Egalité femmes-hommes : les annonces du gouvernement

Egalité femmes-hommes : les annonces du gouvernement
Le plan du gouvernement en faveur de l’égalité femmes-hommes comprend une cinquantaine de mesures. - © nito100

Référent égalité dans les écoles, 5 000 places d’hébergement pour les femmes victimes de violences conjugales… A l’occasion de la journée internationale des droits des femmes, le Premier ministre Edouard Philippe a annoncé une série de mesures en faveur de l’égalité femmes-hommes.

Lors d’un Comité interministériel, le Premier ministre, Edouard Philippe, a présenté ce jeudi 8 mars, une série de mesures concrètes en faveur de l’égalité entre les femmes et les hommes, désignée « grande cause du quinquennat » par le président Emmanuel Macron.

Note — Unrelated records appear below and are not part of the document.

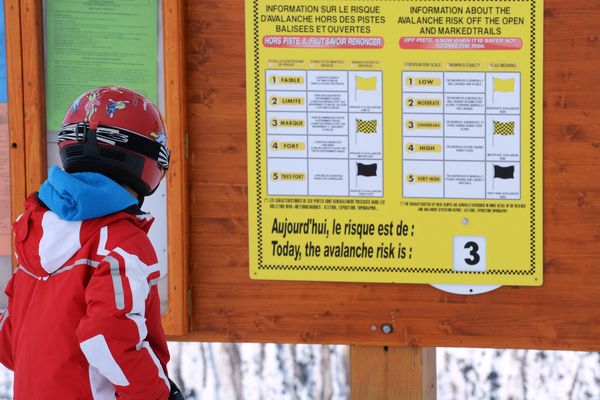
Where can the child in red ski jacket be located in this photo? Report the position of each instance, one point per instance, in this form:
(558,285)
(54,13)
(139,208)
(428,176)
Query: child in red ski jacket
(83,315)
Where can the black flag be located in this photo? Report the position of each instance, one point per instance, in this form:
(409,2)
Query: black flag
(366,169)
(504,172)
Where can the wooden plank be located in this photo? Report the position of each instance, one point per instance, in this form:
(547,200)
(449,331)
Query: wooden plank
(18,187)
(175,320)
(380,373)
(228,306)
(34,94)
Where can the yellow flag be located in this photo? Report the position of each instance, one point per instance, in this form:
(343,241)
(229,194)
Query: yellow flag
(366,83)
(504,85)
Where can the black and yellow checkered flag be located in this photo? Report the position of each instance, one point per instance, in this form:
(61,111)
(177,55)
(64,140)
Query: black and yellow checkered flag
(504,128)
(366,126)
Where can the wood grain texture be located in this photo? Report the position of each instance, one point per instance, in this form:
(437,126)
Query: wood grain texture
(382,372)
(175,320)
(34,93)
(16,128)
(228,306)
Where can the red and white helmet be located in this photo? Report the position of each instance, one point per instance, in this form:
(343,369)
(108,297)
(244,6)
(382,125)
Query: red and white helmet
(119,133)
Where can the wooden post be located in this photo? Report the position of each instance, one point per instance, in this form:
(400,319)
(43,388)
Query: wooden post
(390,372)
(176,318)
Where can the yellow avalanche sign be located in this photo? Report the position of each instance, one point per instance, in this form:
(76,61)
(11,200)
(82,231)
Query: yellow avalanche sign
(395,140)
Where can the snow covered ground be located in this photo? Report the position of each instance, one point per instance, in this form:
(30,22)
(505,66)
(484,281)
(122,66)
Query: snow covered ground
(224,371)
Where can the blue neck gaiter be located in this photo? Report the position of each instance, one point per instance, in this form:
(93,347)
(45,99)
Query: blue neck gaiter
(83,195)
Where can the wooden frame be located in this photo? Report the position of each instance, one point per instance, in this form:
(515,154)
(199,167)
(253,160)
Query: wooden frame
(26,99)
(176,319)
(227,306)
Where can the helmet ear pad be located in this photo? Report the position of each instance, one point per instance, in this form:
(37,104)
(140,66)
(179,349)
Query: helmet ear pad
(120,165)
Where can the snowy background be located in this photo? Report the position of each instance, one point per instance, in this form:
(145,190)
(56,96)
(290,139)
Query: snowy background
(225,371)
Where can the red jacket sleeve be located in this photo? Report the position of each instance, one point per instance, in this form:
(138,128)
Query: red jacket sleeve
(113,334)
(6,353)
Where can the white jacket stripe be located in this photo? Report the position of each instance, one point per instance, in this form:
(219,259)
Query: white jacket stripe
(137,274)
(117,282)
(101,387)
(60,240)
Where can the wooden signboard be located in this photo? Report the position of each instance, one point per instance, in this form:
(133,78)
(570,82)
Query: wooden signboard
(208,217)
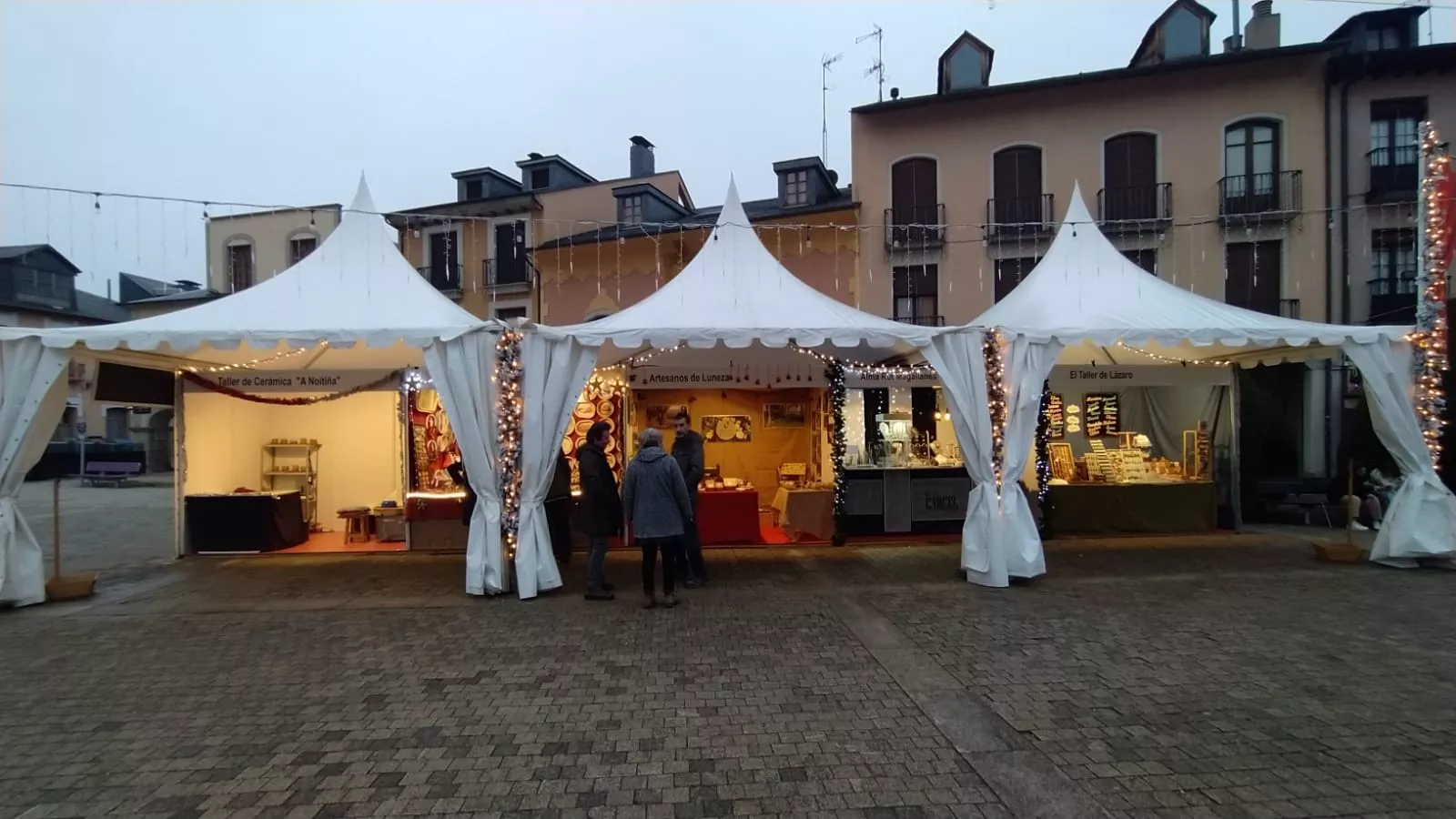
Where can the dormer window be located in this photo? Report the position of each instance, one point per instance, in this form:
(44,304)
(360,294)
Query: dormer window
(797,188)
(630,210)
(966,65)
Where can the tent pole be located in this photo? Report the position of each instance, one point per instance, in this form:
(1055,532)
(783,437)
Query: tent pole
(1235,455)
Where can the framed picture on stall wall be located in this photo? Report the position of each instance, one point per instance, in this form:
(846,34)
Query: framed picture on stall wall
(662,416)
(784,416)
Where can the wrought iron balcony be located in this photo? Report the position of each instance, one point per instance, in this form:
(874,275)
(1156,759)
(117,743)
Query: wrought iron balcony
(1394,174)
(922,321)
(1021,216)
(1135,208)
(1259,197)
(917,228)
(1392,300)
(509,274)
(446,278)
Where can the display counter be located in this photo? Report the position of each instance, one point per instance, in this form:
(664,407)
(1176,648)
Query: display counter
(926,500)
(1135,509)
(244,522)
(728,516)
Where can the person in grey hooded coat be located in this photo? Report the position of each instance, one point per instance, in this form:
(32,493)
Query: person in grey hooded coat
(659,511)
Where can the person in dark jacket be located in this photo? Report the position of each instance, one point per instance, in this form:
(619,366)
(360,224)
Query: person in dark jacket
(558,509)
(599,513)
(659,511)
(688,450)
(458,474)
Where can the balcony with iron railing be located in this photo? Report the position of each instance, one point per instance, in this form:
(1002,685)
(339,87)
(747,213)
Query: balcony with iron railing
(509,274)
(1135,208)
(922,321)
(446,278)
(1394,174)
(915,228)
(1259,197)
(1392,300)
(1021,216)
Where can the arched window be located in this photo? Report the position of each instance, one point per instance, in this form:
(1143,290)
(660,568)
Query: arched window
(915,212)
(1251,167)
(1130,188)
(1016,186)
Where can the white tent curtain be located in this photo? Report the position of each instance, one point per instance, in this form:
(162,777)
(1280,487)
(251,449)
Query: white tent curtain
(957,358)
(557,370)
(1423,511)
(1028,365)
(462,370)
(33,397)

Le chef du gouvernement n’est pas revenu sur les propositions déjà annoncées comme la fixation de l’âge du consentement sexuel à 15 ans, l’allongement des délais de prescription pour les mineurs victimes de violences sexuelles ou la contravention de 90 € contre le harcèlement de rue. Mais il a dévoilé de nouvelles mesures dans le domaine de l’éducation, de l’égalité professionnelle et de l’accompagnement des victimes de violences.

Lutter contre les préjugés sexistes à l’école

« Tout commence nous semble-t-il à l’école, et c’est au début du processus de socialisation que nous devons lutter contre les préjugés sexistes », a déclaré le Premier ministre. A cette fin, un « référent égalité » sera nommé dans chaque établissement scolaire à la rentrée 2019, une initiative inspirée d’un lycée du Val-d’Oise.

Dans l’enseignement supérieur, les filles sont sous-représentées dans les formations scientifiques. L’objectif du gouvernement est d’atteindre 40 % d'étudiantes dans ces filières en 2020.

Afin de favoriser l’employabilité des femmes dans le secteur numérique, le gouvernement veut faire passer de 30 à 50 % la proportion de femmes bénéficiaires de formations proposées par la Grande école du numérique.

Egalité professionnelle

La ministre du Travail, Muriel Pénicaud, a fixé pour objectif de supprimer d’ici 2022 l’écart salarial de 9 % existant entre les hommes et les femmes à poste égal. Pour y parvenir, différentes mesures sont prévues. Un réseau de mentorat sera créé pour permettre « aux femmes de franchir les obstacles parfois psychologiques et matériels » qui les empêchent d’accéder aux postes à responsabilité – seules 3 % des femmes sont actuellement présidentes d’entreprises.

Les entreprises de plus de 50 salariés présentant des écarts « injustifiés » de salaires entre hommes et femmes seront sanctionnées à partir de 2022 avec une pénalité financière pouvant aller jusqu’à 1 % de leur masse salariale. Cette mesure doit figurer dans la loi sur les réformes sociales (assurance-chômage, apprentissage, formation professionnelle) que la ministre du Travail, Muriel Pénicaud, doit présenter en Conseil des ministres fin avril.

A partir de 2019, un logiciel, destiné à identifier les écarts de salaires injustifiés, sera déployé dans les entreprises de plus de 250 salariés, et d’ici 2020 dans celles de 50 à 249 salariés. Les critères retenus (âge, diplôme, ancienneté, catégorie professionnelle…) sur lesquels se baseront les calculs du logiciel sont encore à définir.

Enfin, l’exécutif prévoit de quadrupler les contrôles de l’inspection du travail sur l’égalité salariale. Ils passeraient à 7 000 par an pour les entreprises de plus de 250 salariés, et à 30 000 pour celles de 50 à 249 salariés.

Accompagnement des victimes

Dernier volet : l’accompagnement des victimes de violences. Une plateforme de géolocalisation des hébergements d’urgence accessible seulement par les professionnels (associations, urgentistes, travailleurs sociaux…) sera développée et 5 000 places d’hébergement seront garanties en 2018 pour les femmes victimes de violences.

Des contrats locaux seront signés entre préfets, magistrats, hôpitaux et associations pour mettre en place un système d’alerte en réseau destiné à mieux repérer les violences conjugales.

« Pour les auteurs de violences condamnés, nous voulons développer les actions de prévention de la récidive », a expliqué le Premier ministre. La récidive concerne près de 15 % des cas de violences conjugales.